Les trois outils sont en parfaite complémentarité.
À la différence du PRQA -qui fixe des objectifs de qualité de l’air et des orientations pour les atteindre- le PPA définit des mesures dont beaucoup sont contraignantes pour assurer le respect des objectifs dans les zones où ces derniers risquent de ne pas l’être.
Le troisième outil, le PDU, définit les principes de l’organisation des transports de personnes et de marchandises, de la circulation et du stationnement dans le périmètre de transports urbains, ceci dans la recherche d’un équilibre durable entre les besoins en matière de mobilité et de facilité d’accès et la protection de l’environnement et de la santé.
La qualité de l’air en plans
Le PRQA a fourni l’occasion de définir un consensus sur la qualité de l’air avec tous les acteurs locaux concernés : administrations, collectivités locales (Conseil régional et conseils généraux, Ville de Paris), pollueurs (constructeurs automobiles, industries…), scientifiques et chercheurs, professions de santé, associations de défense de l’environnement et des consommateurs…

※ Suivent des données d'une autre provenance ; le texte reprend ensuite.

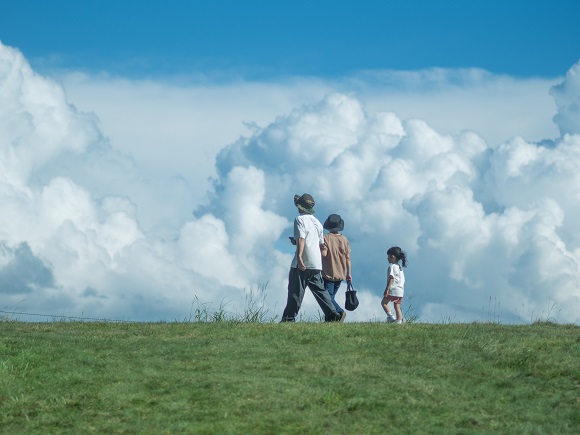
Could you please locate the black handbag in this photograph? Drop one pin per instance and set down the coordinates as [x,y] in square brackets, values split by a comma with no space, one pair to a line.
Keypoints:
[351,301]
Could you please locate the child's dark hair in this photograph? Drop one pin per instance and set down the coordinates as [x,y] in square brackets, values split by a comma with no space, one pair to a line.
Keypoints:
[399,255]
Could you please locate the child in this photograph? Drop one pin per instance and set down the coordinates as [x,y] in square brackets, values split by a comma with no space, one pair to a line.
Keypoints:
[335,259]
[395,284]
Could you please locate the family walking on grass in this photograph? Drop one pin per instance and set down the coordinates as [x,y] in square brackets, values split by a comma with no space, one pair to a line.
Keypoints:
[322,261]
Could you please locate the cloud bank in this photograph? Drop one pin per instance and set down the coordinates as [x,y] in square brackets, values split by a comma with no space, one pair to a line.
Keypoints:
[88,228]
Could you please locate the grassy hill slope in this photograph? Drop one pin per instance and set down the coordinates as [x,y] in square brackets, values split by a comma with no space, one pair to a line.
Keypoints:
[313,378]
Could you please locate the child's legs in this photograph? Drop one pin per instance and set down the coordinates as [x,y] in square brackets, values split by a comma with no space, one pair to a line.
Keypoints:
[385,305]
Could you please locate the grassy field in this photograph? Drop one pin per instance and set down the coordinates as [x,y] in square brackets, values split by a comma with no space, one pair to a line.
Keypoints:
[302,378]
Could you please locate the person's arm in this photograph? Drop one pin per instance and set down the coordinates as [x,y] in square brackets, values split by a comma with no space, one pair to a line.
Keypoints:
[300,250]
[348,270]
[389,283]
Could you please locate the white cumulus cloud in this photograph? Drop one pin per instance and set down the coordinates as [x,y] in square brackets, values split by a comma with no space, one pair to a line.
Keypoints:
[91,227]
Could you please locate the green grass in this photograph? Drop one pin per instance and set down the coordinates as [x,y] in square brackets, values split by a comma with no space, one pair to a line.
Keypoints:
[302,378]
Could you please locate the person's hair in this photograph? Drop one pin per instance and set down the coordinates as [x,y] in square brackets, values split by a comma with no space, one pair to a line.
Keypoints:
[399,255]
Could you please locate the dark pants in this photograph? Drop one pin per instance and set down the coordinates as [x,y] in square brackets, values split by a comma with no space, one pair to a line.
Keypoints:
[332,288]
[298,280]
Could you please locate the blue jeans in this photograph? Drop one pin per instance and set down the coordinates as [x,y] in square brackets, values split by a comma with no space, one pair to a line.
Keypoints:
[332,288]
[298,280]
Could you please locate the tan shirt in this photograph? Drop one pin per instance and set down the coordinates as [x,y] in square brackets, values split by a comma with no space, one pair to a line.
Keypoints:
[334,265]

Le PPA vise, avec les mêmes acteurs, à définir des mesures concrètes.
Le PDU met en évidence les éléments diagnostics et définit des orientations
(ex. : la circulation dans Paris est en baisse, alors qu’elle augmente en petite couronne et surtout en grande couronne).
Le principe pollueur/payeur
La Taxe générale sur les activités polluantes - TGAP - concerne diverses pollutions : air, eau, déchets…
En ce qui concerne la pollution de l’air, elle est payée par :
- Les installations soumises à autorisation et atteignant :
- une puissance thermique cumulée supérieure à 20 MW,
- des émissions supérieures à 150 t/an de dioxyde de soufre (SO2) et/ou d’oxydes d’azote, d’acide chlorhydrique, de composés organiques volatils (COV).
- Les Unités d’incinération des ordures ménagères (UIOM) traitant plus de 3t/h.
Toutefois, elle ne concerne pas les transports et son montant est généralement insuffisant pour dissuader les émetteurs de polluants.
Depuis plusieurs années, elle est versée au budget général de l’État et n’est donc plus liée directement aux aides financières destinées à limiter la pollution.